Projetos semelhantes ao fundo JESSICA devem estar na língua portuguesa

O Governo deve assegurar uma versão em língua portuguesa dos documentos relacionados com os instrumentos de engenharia financeira, segundo um relatório do Tribunal de Contas.

O Governo deve assegurar uma versão em língua portuguesa dos documentos relacionados com os instrumentos de engenharia financeira, segundo um relatório do Tribunal de Contas (TdC), esta quinta-feira publicado sobre a iniciativa JESSICA.

Nas conclusões, o TdC notou que o acordo de financiamento do JESSICA, iniciativa destinada a projetos nas cidades, as suas adendas e os acordos operacionais estavam apenas na língua inglesa, “apesar da sua complexidade técnica e de terem de ser observados por múltiplas entidades nacionais”.

A auditoria a este instrumento financeiro associado ao Quadro de Referência Estratégica Nacional (QREN) decorreu entre 20 de julho de 2009 e 31 de dezembro de 2014, com a apreciação da execução financeira atualizada a 30 de junho de 2015.

Nessa altura o financiamento ascendia a 127 milhões de euros, mas com os desembolsos aos beneficiários finais a totalizar 83,8 milhões de euros, “representando taxas de aprovação e de desembolso de 96,6% e 66,0%, respetivamente”, segundo o relatório.

Sob gestão do Banco Europeu de Investimento (BEI) e sob a responsabilidade do Turismo de Portugal, CGD e BPI, a Iniciativa JESSICA transferiu recursos financeiros para Fundos de Desenvolvimento Urbano (FDU), que, por sua vez, apoiam projetos urbanos. Os reembolsos fazem o circuito inverso.

“Nos termos atualmente contratados, só em 2031 se prevê o reembolso a Portugal dos meios financeiros nessa data existentes pelo BEI, enquanto gestor do Fundo Jessica”, lê-se. A 31 de março de 2017 as verbas contratadas pelas entidades gestoras dos FDU têm que ser aplicadas em projetos urbanos pelo menos uma vez.
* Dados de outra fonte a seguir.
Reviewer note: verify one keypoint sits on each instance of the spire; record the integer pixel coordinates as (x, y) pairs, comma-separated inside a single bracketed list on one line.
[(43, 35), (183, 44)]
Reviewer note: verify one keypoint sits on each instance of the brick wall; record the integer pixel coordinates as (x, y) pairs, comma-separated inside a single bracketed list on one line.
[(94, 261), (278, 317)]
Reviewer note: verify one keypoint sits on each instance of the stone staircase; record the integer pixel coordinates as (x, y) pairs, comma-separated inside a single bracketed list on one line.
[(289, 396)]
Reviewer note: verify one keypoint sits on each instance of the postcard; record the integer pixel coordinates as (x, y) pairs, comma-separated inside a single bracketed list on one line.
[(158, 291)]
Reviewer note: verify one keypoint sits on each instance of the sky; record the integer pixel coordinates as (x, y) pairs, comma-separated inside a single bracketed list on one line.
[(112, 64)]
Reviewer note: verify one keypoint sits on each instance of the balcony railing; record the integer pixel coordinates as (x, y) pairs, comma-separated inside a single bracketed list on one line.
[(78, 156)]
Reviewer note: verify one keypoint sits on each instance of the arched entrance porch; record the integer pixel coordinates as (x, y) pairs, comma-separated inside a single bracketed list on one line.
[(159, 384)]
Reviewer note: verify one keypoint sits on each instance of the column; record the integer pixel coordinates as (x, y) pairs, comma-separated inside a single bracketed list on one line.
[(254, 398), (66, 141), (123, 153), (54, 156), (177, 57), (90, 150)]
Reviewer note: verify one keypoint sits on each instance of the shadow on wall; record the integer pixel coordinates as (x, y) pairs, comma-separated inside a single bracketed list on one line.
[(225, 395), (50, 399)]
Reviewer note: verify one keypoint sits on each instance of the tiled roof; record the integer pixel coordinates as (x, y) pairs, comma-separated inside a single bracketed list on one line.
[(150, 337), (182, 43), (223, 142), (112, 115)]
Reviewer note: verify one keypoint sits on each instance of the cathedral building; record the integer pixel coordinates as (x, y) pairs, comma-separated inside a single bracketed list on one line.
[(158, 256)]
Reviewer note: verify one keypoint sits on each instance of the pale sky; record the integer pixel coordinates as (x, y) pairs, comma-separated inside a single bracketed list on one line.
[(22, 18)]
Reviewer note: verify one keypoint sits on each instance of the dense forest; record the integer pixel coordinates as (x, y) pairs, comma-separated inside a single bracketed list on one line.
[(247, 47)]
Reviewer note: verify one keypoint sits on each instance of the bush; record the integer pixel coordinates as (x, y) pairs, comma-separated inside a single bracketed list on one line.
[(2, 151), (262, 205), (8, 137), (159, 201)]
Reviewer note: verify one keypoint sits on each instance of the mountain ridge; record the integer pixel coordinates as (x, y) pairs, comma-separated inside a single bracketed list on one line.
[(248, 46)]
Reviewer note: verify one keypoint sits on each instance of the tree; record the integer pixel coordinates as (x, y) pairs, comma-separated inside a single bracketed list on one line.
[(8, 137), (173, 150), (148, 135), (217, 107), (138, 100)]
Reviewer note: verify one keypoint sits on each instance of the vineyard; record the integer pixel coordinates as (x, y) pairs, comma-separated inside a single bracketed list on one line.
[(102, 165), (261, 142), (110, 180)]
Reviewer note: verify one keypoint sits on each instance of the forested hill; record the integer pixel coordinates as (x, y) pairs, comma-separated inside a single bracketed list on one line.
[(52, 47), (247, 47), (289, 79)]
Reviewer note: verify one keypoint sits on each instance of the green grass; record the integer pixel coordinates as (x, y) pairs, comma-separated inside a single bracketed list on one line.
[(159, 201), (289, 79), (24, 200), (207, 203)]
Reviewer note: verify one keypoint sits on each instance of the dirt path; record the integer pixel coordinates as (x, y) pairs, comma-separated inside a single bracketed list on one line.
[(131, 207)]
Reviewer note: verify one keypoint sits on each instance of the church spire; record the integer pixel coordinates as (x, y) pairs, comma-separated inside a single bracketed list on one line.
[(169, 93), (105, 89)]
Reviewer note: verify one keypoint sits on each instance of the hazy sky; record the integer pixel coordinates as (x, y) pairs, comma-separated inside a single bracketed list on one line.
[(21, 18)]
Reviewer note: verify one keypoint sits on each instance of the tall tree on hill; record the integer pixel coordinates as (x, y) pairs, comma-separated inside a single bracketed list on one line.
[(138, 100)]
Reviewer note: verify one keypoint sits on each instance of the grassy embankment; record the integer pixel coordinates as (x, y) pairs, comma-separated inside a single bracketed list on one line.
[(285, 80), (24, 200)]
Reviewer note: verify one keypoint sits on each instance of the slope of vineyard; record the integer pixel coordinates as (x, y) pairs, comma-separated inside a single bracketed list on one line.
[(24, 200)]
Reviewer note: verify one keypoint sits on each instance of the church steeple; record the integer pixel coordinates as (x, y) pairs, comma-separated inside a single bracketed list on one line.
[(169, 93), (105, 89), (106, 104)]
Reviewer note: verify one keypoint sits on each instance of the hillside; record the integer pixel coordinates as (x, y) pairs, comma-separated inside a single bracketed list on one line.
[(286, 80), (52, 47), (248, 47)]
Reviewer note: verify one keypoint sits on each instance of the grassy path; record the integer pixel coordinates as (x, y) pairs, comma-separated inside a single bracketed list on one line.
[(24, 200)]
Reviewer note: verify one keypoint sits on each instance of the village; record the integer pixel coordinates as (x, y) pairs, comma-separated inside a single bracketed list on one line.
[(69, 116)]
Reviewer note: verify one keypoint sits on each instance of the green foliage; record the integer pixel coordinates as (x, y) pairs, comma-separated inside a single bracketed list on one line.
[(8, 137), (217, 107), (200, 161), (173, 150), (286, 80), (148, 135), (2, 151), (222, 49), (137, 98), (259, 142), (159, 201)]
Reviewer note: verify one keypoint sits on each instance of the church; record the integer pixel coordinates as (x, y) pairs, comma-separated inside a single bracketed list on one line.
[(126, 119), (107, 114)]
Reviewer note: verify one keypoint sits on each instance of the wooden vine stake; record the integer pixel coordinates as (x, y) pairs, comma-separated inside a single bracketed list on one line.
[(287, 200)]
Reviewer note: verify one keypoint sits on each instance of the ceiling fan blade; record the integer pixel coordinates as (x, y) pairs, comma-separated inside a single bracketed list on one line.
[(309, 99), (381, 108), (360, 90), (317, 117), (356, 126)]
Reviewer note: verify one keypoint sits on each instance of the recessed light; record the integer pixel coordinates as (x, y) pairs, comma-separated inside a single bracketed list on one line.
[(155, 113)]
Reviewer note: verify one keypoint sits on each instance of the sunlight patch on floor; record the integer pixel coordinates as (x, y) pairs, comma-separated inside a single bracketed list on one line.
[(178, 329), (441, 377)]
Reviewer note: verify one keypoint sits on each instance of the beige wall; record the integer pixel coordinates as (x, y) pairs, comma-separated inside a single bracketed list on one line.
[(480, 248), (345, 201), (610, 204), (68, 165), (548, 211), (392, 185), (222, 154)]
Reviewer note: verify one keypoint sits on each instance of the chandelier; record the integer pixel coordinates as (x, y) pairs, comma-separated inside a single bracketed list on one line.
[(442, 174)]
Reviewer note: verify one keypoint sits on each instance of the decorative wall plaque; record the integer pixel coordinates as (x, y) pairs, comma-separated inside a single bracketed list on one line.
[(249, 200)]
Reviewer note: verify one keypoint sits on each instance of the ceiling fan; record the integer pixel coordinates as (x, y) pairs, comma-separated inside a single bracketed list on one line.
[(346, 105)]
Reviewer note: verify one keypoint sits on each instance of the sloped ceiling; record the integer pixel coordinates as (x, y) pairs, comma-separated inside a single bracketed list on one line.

"As estimativas a 30 de junho de 2015 apontavam para um efeito ainda mais significativo, prevendo um investimento total alavancado próximo de 503,8 milhões”, refere-se no relatório.

Nas suas conclusões, o TdC apontou a falta de coerência na classificação de ativo financeiro pela Direção Geral do Tesouro e das Finanças (DGTF), enquanto na generalidade das “Autoridades de Gestão dos Programas Operacionais a informação pertinente sobre a Iniciativa JESSICA não foi imediatamente localizável”.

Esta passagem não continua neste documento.